A few FOI Officers, I believe, take common cause with the FOI critics in their organisation and set out, in their view, to defend their employer. Without much persuasion, they will seek out ways to thwart requesters. They will complain loudly about ‘abuse’ and ‘misuse’ (sometimes justifiably, but perhaps on occasion not) of the legislation. Their advice and decisions may not be based on available case law, but on their own view of what is reasonable. They will shout loudly – and in fairness, correctly – that the Information Commissioner’s decisions do not set precedent.

Then there are those that take the view that they are there to challenge the status quo, to promote the principles underlying the legislation. In practice, this means not just accepting it when a colleague or a manager asks them to find an exemption to apply, but asking the difficult questions. Why can’t it go out? What harm will result? How likely is that harm? Will it really cost this much to provide the information? This approach is strongly influenced by the decisions of the Information Commissioner, Tribunal and higher courts.

In my view, this is the right approach, however unpopular it may be with managers and colleagues. There is, after all, a statutory presumption (Environmental Information Regulations) or assumption (FOI, as established through case law) to disclose, and in my experience it is often difficult for those closest to information to take an approach consistent with that. The FOI Officer is there to make that assumption or presumption for the public authority. They might ultimately decide that it is right to withhold the information, or they may be overruled, but they have to ask the questions.

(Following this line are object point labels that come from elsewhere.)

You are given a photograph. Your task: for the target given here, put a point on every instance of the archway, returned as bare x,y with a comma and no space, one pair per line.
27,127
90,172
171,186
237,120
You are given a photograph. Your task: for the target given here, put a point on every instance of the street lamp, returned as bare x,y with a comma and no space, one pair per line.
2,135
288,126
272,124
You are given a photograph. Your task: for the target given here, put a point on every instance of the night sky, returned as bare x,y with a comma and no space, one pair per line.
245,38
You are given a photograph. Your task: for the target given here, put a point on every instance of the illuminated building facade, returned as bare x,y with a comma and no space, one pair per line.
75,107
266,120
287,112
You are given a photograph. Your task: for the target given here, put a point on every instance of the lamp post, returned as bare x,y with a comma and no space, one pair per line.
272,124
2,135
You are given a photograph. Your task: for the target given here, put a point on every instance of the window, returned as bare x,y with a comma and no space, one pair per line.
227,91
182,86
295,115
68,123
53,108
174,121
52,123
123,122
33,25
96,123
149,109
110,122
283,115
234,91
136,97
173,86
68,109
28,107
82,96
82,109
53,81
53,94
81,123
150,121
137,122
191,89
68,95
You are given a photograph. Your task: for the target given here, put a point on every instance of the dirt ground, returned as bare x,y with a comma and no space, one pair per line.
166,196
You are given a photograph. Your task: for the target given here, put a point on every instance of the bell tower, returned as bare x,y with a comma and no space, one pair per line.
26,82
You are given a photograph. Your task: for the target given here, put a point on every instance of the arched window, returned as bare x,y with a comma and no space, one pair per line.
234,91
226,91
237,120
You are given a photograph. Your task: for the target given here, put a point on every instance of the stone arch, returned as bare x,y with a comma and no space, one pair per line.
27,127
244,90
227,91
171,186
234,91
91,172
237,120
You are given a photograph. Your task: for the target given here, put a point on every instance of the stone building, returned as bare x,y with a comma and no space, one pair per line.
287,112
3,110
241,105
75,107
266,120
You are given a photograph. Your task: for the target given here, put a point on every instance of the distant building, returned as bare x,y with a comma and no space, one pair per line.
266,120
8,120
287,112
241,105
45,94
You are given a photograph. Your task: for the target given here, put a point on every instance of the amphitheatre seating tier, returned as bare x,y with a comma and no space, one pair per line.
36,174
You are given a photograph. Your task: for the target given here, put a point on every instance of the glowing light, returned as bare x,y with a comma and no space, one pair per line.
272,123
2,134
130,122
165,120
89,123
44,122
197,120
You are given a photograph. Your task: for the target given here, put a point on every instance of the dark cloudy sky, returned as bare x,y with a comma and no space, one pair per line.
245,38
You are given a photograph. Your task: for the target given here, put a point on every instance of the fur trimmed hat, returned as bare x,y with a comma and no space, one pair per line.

In truth, of course, we’re all on a scale covering all of those approaches. I certainly recognise myself in all three scenarios. It’s not wrong of FOI Officers to seek to defend their employer, but we do that better by minimising the risk of referral to the Commissioner, or at least increasing the likelihood of the Commissioner upholding the decision made. I’d also argue that by basing our approach around case law and available guidance, FOI Officers will be seen to be professional, even if they don’t belong to a profession.